The previous night of the world revolution3〜L.D.〜
二時間後。

「おぉ、フューニャ…。泳げるようになってきたじゃないか」

フューニャは、えへん、とどや顔であった。

とても可愛い。

手取り足取り教えた結果、フューニャは浮き輪をつけてではあるが、一人でも数メートルくらいなら泳げるようになっていた。

偉い。

「頑張ったな、フューニャ」

「はい。私も両生類になれそうです」

別に哺乳類のままで良いんだけどな。

「まだ練習するか?それとも…折角だから、他のプールで遊ぶ?」

流れるプールとか…波の出るプールもあるようだ。

波はやめた方が良いかな。

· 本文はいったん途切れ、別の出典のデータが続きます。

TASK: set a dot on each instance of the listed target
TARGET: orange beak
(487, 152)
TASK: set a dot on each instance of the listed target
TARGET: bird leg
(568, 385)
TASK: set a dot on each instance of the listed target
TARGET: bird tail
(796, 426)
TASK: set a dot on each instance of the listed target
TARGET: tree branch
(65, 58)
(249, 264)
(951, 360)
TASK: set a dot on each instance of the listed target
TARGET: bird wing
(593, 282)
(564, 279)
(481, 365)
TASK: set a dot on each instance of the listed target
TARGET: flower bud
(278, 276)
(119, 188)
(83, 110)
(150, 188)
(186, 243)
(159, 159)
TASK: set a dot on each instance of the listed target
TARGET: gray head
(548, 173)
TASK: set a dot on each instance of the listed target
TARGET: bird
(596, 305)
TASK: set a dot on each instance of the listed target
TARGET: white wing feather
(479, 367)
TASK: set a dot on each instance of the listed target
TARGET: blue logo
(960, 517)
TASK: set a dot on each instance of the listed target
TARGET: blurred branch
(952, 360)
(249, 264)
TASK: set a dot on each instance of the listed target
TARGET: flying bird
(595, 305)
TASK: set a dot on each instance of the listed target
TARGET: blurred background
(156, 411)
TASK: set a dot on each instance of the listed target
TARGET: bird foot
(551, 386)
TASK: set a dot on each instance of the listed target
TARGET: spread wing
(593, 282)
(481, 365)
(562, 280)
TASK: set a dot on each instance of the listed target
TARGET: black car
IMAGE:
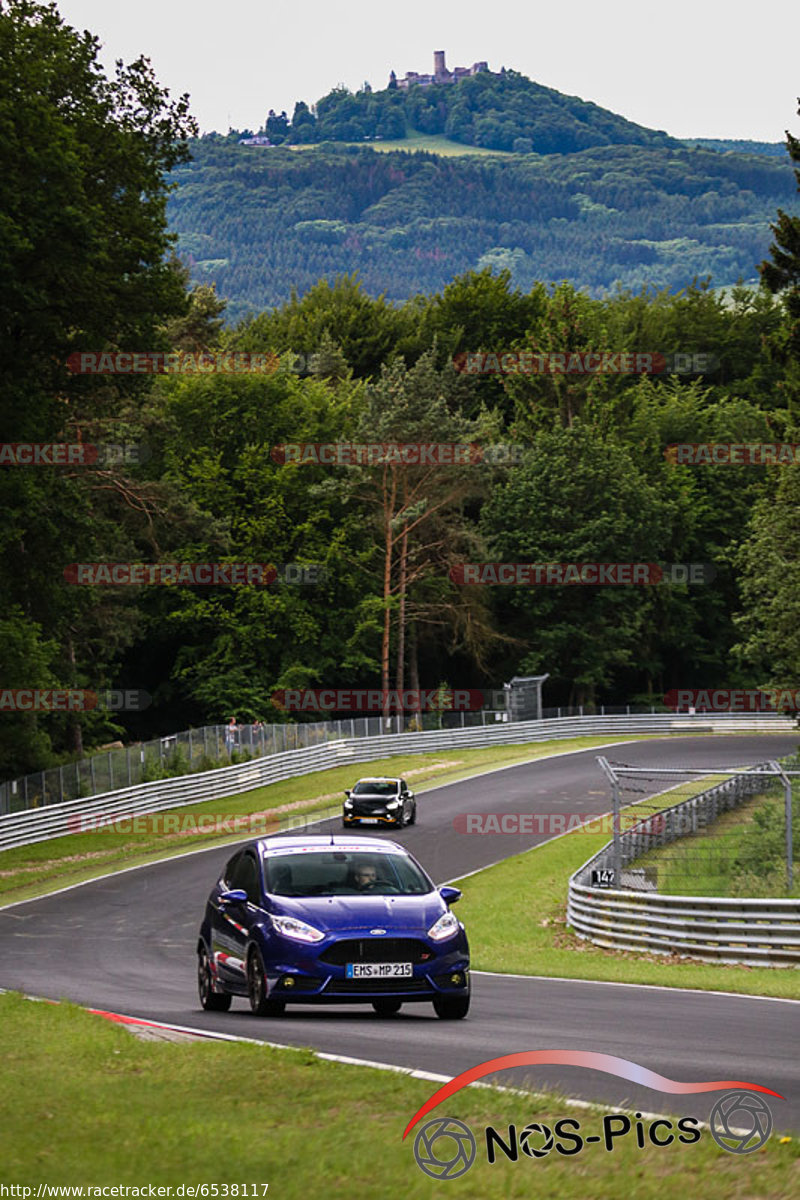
(385, 802)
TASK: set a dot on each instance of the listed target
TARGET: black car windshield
(338, 873)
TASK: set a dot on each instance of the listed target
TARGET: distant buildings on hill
(440, 73)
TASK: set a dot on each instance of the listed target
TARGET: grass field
(85, 1103)
(34, 870)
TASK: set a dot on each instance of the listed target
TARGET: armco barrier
(713, 929)
(54, 820)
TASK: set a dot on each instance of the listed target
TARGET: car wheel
(386, 1007)
(211, 1001)
(257, 988)
(451, 1008)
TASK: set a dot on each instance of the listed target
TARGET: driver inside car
(365, 876)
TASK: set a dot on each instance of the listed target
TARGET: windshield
(336, 873)
(376, 787)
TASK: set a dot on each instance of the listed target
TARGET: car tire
(210, 1000)
(451, 1008)
(257, 994)
(388, 1006)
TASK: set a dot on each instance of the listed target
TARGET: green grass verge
(43, 867)
(516, 918)
(85, 1103)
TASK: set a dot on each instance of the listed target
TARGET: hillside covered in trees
(88, 264)
(259, 222)
(500, 111)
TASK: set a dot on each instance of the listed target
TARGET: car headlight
(445, 927)
(290, 927)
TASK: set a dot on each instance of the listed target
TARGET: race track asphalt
(126, 943)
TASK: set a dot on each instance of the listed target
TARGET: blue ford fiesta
(331, 921)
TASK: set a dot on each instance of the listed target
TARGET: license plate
(378, 970)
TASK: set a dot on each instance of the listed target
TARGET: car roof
(319, 841)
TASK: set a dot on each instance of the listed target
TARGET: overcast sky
(692, 67)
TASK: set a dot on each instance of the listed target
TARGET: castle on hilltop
(440, 73)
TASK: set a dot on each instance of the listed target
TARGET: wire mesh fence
(727, 832)
(203, 749)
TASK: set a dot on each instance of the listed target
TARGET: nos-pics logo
(740, 1121)
(444, 1147)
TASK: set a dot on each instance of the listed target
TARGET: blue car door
(230, 923)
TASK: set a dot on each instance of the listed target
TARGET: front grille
(361, 987)
(377, 949)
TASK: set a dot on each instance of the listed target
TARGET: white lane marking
(240, 841)
(639, 987)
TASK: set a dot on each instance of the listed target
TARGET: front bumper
(385, 819)
(316, 982)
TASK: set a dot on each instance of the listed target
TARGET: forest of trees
(86, 267)
(260, 222)
(498, 111)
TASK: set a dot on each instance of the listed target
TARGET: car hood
(342, 915)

初心者には怖いかも。

流れるのも怖いか?浮き輪があれば大丈夫か。

「私、あのボートに乗ってみたいです」

フューニャは、流れるプールでボートに乗ってゆったりと流されている人を指差して言った。

成程、ボートか。

あれも楽しそうだな。

「分かった。じゃあ借りてこよう」

「はい」

そんな経緯で借りてきた、プール用のボート。

実は、俺も乗るのは初めてである。

やべぇ。ちょっと楽しそうじゃないか。

折角だから俺達も、流れるプールで桃太郎気分を味わうことにする。

ただ流されてるだけで何の面白味もないだろう、と思うかもしれないが。

これが、意外と楽しかった。

「面白いか?フューニャ」

「はい。楽しいです」

フューニャもご満悦の様子。良かった。

流される桃の気持ちが分かった。

「プールって、こんなに楽しいんですね」

そして、この嬉しい一言である。

こんなこと言ってもらえたら、来た甲斐があるというものだ。

しかし。

「ルヴィアさんがプールに行こうと言い出したときは、わざわざ水槽の金魚の気分を味わいに行くのかと思いましたが…」

…そんなこと思ってたの?

プール文化のない国、怖い。そういう発想になるんだ。

「金魚になるのもなかなか楽しいものですね」

「…そうだな」

別に金魚ではないがな。

ちなみにだが、この間の花火大会で取ってきた金魚、うちでちゃんと飼ってる。

うっかりしてると、夕飯の味噌汁の具にされてる可能性があると思って、しばらく注意していたのだが。

幸いなことに、まだ具にはされていない。全員生存している。

フューニャが毎日餌をあげているが、この間餌やり中にフューニャが、「たくさん食べて、大きくなるんですよ」なんて呟いているのを聞いてしまって以来。

怖くなったので、餌は俺がやることにした。

俺の考え過ぎだとは思うが、一応な。

「また来ましょうね、ルヴィアさん。また泳ぎを教えてください」

「あぁ。また来ような」

フューニャの可愛い水着姿が見られるのなら、俺もまんざらではない。

今度来るときまでには、俺も泳ぎの教え方を学んでおこう。

「…」

…今度…か。

平和過ぎて忘れそうになるが…。今度来るときは、『青薔薇連合会』を悩ませている憂いを、解決させてからにしたいものだ。